Carregou leite nas madrugadas do Rio de Janeiro. Antes disso vendeu sacolé de porta em porta, e foi aí que aprendeu a parte que ninguém ensina: bater na porta de um estranho e conseguir que ela abra.
Depois virou taxista. Um passageiro se tornou amigo, desses que enxergam na gente o que a gente ainda não enxergou, e pagou o curso de corretor. Antonio entrou na profissão pela mão de alguém, e não esqueceu disso.
Quem bate à porta dos outros precisa, antes de tudo, merecer que ela se abra.
Na zona norte do Rio, os bairros passaram a conhecê-lo pelo nome. Não saiu em anúncio nenhum. Foram muitos anos de visita, de conversa com a família toda e de negócio fechado no aperto de mão.

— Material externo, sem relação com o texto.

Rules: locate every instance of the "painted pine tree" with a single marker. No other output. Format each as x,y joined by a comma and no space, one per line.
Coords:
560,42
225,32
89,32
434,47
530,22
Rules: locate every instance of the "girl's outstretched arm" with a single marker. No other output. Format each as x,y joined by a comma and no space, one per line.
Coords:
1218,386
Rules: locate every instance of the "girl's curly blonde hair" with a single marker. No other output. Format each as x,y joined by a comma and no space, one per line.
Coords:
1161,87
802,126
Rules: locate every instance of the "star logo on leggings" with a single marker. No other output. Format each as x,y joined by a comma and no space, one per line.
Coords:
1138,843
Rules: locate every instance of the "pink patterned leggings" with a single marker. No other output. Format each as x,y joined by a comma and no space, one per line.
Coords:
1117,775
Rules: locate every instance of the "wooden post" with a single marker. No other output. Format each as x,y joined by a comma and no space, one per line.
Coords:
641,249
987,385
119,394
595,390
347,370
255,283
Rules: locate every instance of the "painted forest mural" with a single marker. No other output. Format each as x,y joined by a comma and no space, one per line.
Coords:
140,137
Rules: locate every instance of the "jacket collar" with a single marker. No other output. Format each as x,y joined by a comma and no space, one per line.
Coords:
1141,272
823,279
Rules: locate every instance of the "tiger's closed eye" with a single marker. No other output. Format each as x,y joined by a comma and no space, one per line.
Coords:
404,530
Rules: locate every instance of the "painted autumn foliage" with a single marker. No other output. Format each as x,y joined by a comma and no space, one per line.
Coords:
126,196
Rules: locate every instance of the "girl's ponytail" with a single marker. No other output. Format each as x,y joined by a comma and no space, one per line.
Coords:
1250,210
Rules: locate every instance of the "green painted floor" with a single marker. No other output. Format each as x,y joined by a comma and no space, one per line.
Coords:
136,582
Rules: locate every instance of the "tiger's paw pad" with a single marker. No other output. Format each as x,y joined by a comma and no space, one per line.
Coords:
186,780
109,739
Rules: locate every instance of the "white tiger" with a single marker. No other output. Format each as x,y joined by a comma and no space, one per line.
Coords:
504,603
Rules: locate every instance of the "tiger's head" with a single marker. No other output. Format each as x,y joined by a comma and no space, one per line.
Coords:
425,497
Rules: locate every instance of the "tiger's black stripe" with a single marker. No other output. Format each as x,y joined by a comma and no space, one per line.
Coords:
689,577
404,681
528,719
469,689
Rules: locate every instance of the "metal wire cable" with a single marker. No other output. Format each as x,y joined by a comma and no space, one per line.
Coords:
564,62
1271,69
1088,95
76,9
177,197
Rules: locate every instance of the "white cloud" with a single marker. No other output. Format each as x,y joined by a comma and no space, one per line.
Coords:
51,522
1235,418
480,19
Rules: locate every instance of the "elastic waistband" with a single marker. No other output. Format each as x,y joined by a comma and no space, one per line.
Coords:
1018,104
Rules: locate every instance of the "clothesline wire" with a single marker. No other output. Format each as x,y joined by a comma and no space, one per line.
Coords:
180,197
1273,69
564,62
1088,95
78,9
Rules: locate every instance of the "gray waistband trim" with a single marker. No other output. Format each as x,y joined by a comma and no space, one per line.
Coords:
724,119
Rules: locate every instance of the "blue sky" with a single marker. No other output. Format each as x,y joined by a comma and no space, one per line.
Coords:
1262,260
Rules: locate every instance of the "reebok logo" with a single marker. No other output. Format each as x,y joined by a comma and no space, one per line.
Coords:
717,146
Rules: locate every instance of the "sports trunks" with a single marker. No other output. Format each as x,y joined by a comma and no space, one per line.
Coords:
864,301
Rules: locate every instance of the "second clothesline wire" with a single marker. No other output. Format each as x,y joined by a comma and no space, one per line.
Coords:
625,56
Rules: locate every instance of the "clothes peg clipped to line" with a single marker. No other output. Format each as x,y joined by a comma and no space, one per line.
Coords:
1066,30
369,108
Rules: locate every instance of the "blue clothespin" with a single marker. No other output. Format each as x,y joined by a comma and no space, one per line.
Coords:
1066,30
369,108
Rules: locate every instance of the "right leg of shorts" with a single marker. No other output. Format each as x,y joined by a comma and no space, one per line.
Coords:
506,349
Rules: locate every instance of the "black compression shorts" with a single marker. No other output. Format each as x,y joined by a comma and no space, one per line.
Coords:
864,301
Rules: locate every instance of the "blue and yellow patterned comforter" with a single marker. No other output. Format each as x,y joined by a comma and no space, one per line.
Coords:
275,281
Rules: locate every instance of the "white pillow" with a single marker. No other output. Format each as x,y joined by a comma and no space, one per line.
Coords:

Aos 65 anos, quando muita gente para, ele começou de novo. Mudou-se para São Paulo atrás dos filhos e dos netos, que é o motivo que ele dá quando alguém pergunta. Hoje, perto dos 70, trabalha com lançamentos de alto padrão e imóveis da zona sul, do Morumbi a Moema.
Trinta anos de corretagem em duas cidades, e uma regra só: quem atende é ele.
O símbolo da Mouta Corretor é um beija-flor com uma casa no coração. Beija-flor é bicho pequeno que voa longe e volta sempre pro mesmo lugar. Serviu.